Mit Kritik vom Koalitionspartner Grüne hatte Gerhard Schröder gerechnet. Doch das erwartete regierungsinterne rot- grüne Unwetter wegen der Unterstützung für Rüstungsexporte nach Taiwan droht für Niedersachsens Ministerpräsidenten zu einem politischen Sturm zu werden.

Die Oppositionsparteien CDU und FDP stellten am Freitag die Einsetzung eines parlamentarischen Untersuchungsausschusses in Aussicht. „Es geht um die Glaubwürdigkeit von Gerhard Schröder und der SPD in Deutschland in Sachen Rüstungsexporte“, sagte der CDU-Fraktionsvorsitzende Jürgen Gansäuer in Hannover. Es müsse geklärt werden, wer die Unwahrheit sage, meinte FDP- Fraktionschef Martin Hildebrandt.

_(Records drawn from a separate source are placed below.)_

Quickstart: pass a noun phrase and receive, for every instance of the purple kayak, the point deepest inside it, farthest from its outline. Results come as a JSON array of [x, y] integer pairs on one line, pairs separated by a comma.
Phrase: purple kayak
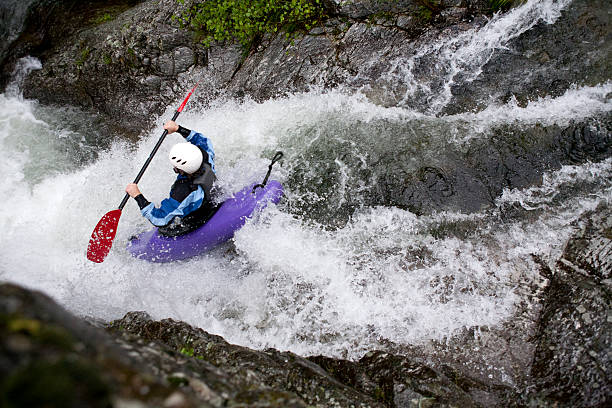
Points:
[[231, 216]]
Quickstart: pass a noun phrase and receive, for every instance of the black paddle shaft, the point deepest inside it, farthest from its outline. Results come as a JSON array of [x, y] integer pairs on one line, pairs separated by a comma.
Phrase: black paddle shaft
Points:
[[155, 149]]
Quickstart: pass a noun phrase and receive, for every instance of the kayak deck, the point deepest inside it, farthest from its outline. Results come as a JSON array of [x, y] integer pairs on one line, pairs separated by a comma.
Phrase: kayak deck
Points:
[[231, 216]]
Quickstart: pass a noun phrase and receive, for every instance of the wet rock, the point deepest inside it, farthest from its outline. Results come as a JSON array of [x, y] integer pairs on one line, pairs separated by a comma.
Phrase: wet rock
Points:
[[466, 177], [572, 360], [48, 357], [573, 51]]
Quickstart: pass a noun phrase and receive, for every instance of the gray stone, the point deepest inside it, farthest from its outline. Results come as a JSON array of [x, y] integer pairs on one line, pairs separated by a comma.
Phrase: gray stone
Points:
[[184, 58]]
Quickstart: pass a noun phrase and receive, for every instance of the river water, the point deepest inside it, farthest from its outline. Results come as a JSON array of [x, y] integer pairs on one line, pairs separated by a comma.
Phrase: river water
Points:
[[290, 280]]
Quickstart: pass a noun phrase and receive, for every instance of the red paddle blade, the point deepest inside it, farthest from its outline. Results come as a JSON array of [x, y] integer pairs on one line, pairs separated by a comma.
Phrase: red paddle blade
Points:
[[102, 237]]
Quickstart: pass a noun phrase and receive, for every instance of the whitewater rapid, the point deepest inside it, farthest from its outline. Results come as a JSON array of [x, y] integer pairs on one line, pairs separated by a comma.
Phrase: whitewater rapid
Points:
[[285, 281]]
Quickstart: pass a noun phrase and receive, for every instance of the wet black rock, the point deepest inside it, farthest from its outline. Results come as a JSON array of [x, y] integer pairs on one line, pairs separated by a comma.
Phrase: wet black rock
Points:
[[129, 59], [547, 60], [48, 357], [572, 360]]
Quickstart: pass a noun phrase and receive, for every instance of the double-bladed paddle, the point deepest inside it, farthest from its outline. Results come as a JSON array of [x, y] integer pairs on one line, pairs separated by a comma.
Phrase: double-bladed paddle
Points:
[[103, 235]]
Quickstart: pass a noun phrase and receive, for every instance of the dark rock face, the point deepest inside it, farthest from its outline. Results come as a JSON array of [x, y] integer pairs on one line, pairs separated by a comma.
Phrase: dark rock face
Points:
[[49, 357], [52, 358], [572, 359], [574, 50], [131, 58], [400, 169]]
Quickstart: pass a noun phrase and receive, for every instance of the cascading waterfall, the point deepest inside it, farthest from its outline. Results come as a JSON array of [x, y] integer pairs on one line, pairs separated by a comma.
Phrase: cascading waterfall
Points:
[[292, 280]]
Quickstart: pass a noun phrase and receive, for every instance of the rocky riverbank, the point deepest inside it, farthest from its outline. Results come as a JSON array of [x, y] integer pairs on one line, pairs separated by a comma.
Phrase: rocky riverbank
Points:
[[49, 357]]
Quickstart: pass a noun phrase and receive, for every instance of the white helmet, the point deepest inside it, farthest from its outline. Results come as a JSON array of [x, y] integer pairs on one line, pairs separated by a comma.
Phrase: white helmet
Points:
[[186, 157]]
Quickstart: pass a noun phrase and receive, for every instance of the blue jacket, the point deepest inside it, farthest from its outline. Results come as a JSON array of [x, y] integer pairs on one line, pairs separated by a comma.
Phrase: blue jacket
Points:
[[185, 197]]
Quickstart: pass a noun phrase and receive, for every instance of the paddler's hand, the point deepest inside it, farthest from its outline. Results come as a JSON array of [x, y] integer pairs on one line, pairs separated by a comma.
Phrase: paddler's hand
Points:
[[171, 126], [132, 190]]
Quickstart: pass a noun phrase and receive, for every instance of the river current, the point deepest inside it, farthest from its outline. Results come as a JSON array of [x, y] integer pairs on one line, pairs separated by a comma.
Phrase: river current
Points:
[[290, 281]]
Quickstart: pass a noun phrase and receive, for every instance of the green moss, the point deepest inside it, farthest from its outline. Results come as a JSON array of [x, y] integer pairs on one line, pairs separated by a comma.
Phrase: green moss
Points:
[[187, 351], [177, 381], [504, 5], [103, 18], [83, 56], [247, 21]]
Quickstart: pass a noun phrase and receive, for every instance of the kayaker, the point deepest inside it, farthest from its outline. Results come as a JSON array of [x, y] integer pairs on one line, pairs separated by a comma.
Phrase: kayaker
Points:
[[190, 203]]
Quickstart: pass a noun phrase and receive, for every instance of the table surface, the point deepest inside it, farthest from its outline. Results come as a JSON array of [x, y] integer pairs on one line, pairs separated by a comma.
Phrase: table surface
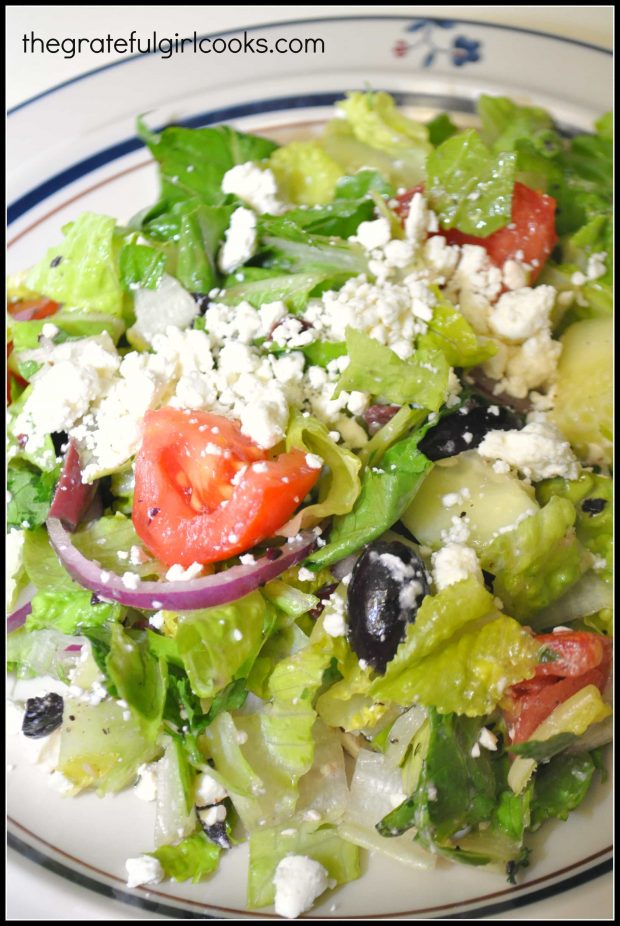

Das weitere Vorgehen machten beide von der Aktuellen Stunde während der Landtagssitzung in der nächsten Woche abhängig. Nach Meinung Hildebrandts würden rot-grüne Kabinettsbeschlüsse durch das Verhalten Schröders auf den Kopf gestellt und die Öffentlichkeit getäuscht. Nach Angaben Gansäuers wird die CDU auf jeden Fall im Landtag den Antrag stellen, das Verhalten des Ministerpräsidenten mißbilligen zu lassen. Der Antrag könne aber aus formalen Gründen erst im Februar-Plenum behandelt werden.

Die Junge Union Deutschland kritisierte die „doppelte Moral der Sozialdemokraten“. Die SPD erhebe einerseits die Forderung nach einer Festschreibung scharfer Kontrollen der Rüstungsexporte im Grundgesetz, auf der anderen Seite stehe „Schröders Kniefall vor dem Auftragsbuch der Werften“.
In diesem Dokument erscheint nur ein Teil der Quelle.